The Biography of Margaret Rutherford - this book is not all 'happiness' and 'roses', in fact it is quite sad - but very revealing. Many comics have secretly unhappy lives, Margaret is amongst them. That she was big-hearted and appreciated by many a young actor starting out in his/her profession, she was also, regrettably often taken in by charlatans. Happily her life with Stringer Davis seemed to give her some personal fulfilment. The BBC recently (7th June 2011) broadcast an 'Afternoon Play' entitled 'A Monstrous Vitality' where Margaret Rutherford was played with great aplomb by June Whitfield, one of the great treasures of British Entertainment.

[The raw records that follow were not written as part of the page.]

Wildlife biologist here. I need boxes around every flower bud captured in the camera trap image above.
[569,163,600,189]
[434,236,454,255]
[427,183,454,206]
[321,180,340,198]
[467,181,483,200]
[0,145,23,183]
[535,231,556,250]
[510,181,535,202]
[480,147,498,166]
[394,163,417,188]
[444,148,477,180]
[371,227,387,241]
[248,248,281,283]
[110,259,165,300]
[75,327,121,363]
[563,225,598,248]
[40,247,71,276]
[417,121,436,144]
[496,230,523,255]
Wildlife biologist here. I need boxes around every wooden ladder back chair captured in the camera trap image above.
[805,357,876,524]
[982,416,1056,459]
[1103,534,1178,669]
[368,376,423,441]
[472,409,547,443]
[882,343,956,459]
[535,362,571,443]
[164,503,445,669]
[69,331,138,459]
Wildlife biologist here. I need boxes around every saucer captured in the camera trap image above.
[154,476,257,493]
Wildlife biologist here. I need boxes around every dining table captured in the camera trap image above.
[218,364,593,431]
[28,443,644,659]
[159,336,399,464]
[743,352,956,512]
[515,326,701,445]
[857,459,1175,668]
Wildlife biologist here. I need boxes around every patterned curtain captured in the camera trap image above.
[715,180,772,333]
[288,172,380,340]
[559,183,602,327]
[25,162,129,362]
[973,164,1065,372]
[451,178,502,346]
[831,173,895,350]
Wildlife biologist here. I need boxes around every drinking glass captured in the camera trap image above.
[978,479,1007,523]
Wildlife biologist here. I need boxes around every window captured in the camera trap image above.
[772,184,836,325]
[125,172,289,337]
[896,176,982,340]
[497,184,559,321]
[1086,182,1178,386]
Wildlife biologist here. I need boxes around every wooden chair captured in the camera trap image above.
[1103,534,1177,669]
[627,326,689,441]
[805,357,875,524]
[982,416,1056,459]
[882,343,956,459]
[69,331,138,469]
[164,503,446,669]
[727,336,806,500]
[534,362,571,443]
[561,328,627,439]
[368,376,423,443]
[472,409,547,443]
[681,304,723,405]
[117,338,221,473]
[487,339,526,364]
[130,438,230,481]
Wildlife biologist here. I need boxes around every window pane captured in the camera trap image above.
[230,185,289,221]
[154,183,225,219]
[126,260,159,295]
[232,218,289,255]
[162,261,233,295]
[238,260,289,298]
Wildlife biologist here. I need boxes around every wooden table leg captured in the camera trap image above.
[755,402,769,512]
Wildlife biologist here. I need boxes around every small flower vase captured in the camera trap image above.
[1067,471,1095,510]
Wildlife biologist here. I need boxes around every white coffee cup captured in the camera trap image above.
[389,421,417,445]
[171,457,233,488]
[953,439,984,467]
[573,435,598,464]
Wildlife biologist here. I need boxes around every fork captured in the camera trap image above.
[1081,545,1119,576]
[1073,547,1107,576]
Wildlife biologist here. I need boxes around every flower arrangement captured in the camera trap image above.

'The Glass Room' by Simon Mawer

I bought this book because of my interest in the Tugendhat House and was not disappointed. Simon Mawer has written a novel which is very close to what is known of the history of the building and I have since bought a reference book written by family members which echoes much of what is in this novel. Of course the Tugendhat Villa fell into disrepair, and like the iconic Midland Hotel in Morecambe had to wait a long time for someone to come forward and save this building from dereliction and total destruction. After I put the book down I felt that I wanted someone to write about the Midland in a similar manner to generate interest in something that should be preserved. A clever read and I shall be happy to re-read this again sometime in the future.